Parmi les victimes des affrontements, deux chefs militaires appartenant aux deux camps, Rhissa Ag Bissada du Mouvement National de Libération de L’Azawad (MNLA) et Ahmed Ould Cheikh surnommé Intakardé (en référence aux amulettes de protection qu’il portait en combat, censées le rendre invincible). Ce combattant du MAA (Mouvement Arabe de l’Azawad) pro-Mali, ancien officier de l’armée malienne, qui a été membre du Haut Conseil pour l’Unité de l’Azawad (HCUA) à sa création, passé ensuite à la Plateforme et devenu bras droit du général Gamou, combattait sans merci ses ennemis qui pouvaient aussi être des parents. « On a essayé de le dissuader plusieurs fois, mais rien n’y a fait. Pour des histoires d’intérêt lié au narcotrafic, il a dévié de la ligne du mouvement et il a rejoint les militaires qui continuent à servir ce même narcotrafic. Quand on parle d’une guerre fratricide, ce n’est pas un vain mot et cela montre la gravité de ce conflit », lâche amer, ce cadre de la CMA, parent de ce défunt grand combattant de la Plateforme.

La perte d’un parent ou d’un proche qui a eu le malheur de s’engager dans l’autre camp, n’est pas rare dans les affrontements qui opposent ces Touaregs issus de la même région, de la même ville ou de la même famille. « On avait beaucoup de gens dans l’armée régulière, ils disent qu’ils sont restés loyaux au gouvernement malien, qu’ils répondent au commandement du général Gamou », poursuit ce même cadre de la coordination. « Pour nous, ce sont des satellites pro-gouvernementaux, qui ne sont pas d’accord avec le concept de l’Azawad, ils nous le disent carrément,  »nous, on est malien à part entière et on veut rien entendre de l’Azawad ». La cassure est là. Sans vraiment dire que ce sont des patriotes, nous sommes persuadés qu’ils servent des intérêts occultes, le grand banditisme, le narcotrafic, en tout cas, c’est loin d’être du patriotisme sincère », confie-t-il.

Mais au-delà des nombreux morts tombés aux combats, la Plateforme a aussi perdu l’enjeu principal de ces guerres, à savoir les positions qu’elle occupait autour de la ville de Kidal et dans la région, permettant ainsi à la CMA de dominer le terrain.

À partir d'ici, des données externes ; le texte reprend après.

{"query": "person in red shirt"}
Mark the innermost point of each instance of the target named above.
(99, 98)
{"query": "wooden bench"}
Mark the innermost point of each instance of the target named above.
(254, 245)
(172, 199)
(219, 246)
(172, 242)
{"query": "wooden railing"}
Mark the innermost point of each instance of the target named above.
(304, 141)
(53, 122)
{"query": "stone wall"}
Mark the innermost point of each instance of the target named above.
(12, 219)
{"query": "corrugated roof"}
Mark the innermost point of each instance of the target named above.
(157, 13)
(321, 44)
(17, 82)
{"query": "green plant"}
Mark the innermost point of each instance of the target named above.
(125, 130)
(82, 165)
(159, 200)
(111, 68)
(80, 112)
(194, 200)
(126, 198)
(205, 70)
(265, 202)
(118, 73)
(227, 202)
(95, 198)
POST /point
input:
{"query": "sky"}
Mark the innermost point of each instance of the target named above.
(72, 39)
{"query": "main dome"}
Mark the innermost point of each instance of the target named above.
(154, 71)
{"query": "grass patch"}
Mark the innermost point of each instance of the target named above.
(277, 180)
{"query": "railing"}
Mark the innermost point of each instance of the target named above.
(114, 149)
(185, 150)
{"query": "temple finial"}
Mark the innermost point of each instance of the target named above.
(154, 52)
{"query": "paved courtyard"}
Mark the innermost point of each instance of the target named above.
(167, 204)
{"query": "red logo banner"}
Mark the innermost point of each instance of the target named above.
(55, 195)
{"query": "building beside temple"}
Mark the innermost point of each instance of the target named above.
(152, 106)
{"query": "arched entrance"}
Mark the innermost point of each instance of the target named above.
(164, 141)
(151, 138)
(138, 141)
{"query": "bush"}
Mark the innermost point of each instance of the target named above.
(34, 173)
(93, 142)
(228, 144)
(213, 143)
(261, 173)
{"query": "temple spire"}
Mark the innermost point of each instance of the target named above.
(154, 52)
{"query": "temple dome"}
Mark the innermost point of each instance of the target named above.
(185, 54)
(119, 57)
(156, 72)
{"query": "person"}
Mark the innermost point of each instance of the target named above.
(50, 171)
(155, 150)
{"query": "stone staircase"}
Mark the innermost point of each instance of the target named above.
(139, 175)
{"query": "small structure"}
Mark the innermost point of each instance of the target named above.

Le grand échiquier « À différents niveaux, dans les différentes parties, il y a ceux qui veulent avoir des positions de force, mais qui se sentent en position de faiblesse à chaque fois qu’ils veulent négocier des choses, c’est valable pour la partie gouvernementale, c’est valable pour la Plateforme et c’est valable aussi pour le CMA. Donc, gagner des positions sur le terrain permet de négocier plus fortement autour de la table à Bamako », analyse cet officiel malien proche du dossier.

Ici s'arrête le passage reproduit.